Burnett wrote a considerable number of books during her stay in England such as A Lady of Quality, The Shuttle and The Making of a Marchioness. However, her early years of the twentieth century were characterized by poor health. This pushed her to return to America and to spend some time in a sanatorium. For reasons related to her deteriorating health and after she obtained American citizenship in 1905, Burnett soon decided to stay definitively in America. In 1907, Burnett settled in Long Island, New York, where she built a house and continued writing, publishing and editing Children’s Magazine. Important publications followed including The Secret Garden (1911) that she had been working on for years.

Today many believe The Secret Garden to be her masterpiece. Being initially published in series, it has now become a celebrated children’s classic. The protagonist of the story is a ten-year-old girl named Mary Lennox. After losing both her parents in British India, she is sent to her uncle Mr. Craven to live in his English manor. Mary is told about a secret garden in the large house before she discovers it by herself.

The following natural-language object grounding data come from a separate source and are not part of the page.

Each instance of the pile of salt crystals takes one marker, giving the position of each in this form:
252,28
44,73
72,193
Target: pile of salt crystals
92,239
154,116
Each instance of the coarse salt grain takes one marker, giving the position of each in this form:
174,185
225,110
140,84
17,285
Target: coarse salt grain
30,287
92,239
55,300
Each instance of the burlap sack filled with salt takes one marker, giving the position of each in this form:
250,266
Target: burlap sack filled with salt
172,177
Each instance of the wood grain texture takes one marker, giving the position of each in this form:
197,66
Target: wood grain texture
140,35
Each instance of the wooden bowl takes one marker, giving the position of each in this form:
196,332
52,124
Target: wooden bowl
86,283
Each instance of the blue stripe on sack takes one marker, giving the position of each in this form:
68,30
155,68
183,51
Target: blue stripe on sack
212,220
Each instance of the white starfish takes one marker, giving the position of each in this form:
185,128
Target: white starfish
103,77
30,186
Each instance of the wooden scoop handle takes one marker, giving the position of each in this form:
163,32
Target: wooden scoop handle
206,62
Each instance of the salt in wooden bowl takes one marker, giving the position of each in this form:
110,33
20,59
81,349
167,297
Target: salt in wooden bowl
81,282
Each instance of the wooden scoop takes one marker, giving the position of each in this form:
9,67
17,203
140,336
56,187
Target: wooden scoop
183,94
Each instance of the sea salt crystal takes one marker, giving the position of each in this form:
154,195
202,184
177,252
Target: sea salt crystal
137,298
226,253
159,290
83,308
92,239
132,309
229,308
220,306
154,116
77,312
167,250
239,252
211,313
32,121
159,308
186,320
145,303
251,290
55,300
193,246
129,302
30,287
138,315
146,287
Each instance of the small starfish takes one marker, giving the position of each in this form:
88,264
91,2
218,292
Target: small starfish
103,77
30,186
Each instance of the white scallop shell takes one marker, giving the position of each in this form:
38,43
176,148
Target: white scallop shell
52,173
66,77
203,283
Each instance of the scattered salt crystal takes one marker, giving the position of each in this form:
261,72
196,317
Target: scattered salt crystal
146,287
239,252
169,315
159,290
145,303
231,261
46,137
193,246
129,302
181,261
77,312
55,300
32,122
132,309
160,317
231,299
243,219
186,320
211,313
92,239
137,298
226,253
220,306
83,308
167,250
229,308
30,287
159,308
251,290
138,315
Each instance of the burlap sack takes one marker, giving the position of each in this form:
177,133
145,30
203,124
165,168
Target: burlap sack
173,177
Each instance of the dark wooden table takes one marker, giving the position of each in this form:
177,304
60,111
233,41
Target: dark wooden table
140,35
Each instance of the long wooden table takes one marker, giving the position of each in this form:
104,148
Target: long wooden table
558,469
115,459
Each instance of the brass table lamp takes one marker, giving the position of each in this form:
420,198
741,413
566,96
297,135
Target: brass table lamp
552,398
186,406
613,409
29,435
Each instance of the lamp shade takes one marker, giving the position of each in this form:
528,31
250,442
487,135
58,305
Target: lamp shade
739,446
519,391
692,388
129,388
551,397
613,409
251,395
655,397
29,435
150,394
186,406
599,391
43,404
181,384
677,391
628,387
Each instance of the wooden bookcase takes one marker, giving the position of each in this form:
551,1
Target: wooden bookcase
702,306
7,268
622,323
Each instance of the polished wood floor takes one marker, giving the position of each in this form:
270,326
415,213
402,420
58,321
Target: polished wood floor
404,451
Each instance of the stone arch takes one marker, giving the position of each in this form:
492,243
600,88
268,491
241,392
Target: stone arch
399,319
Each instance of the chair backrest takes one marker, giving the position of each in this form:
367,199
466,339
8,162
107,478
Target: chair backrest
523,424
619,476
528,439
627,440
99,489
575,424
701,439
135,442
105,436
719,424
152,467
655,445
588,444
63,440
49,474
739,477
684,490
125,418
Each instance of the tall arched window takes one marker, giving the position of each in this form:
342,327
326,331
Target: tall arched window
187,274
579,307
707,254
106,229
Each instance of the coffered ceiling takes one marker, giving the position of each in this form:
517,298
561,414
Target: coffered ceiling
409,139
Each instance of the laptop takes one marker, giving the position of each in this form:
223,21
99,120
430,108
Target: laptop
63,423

With twelve-year-old Dickon, she discovers a small child in the garden who happens to be her cousin. Mary and Dickon decide to help the boy recover from bad health while keeping their secret from the adults surrounding them.

Though written by an aged adult, Burnett’s children’s stories were very successful mainly for their vivacious description of nature and sceneries and for the action of the innocent children that populated them. Frances Burnett’s latest publications included The Dawn of Tomorrow (1909), The Lost Prince (1915) and The Head of the House of Coombe (1922). Although she remained very active throughout her whole life, Burnett’s biographers agree that her hectic life and the pressures of her responsibilities as a professional writer and editor contributed to her deteriorating physical state. On October 29th, 1924, Frances Hodgson Burnett died in her Long Island home.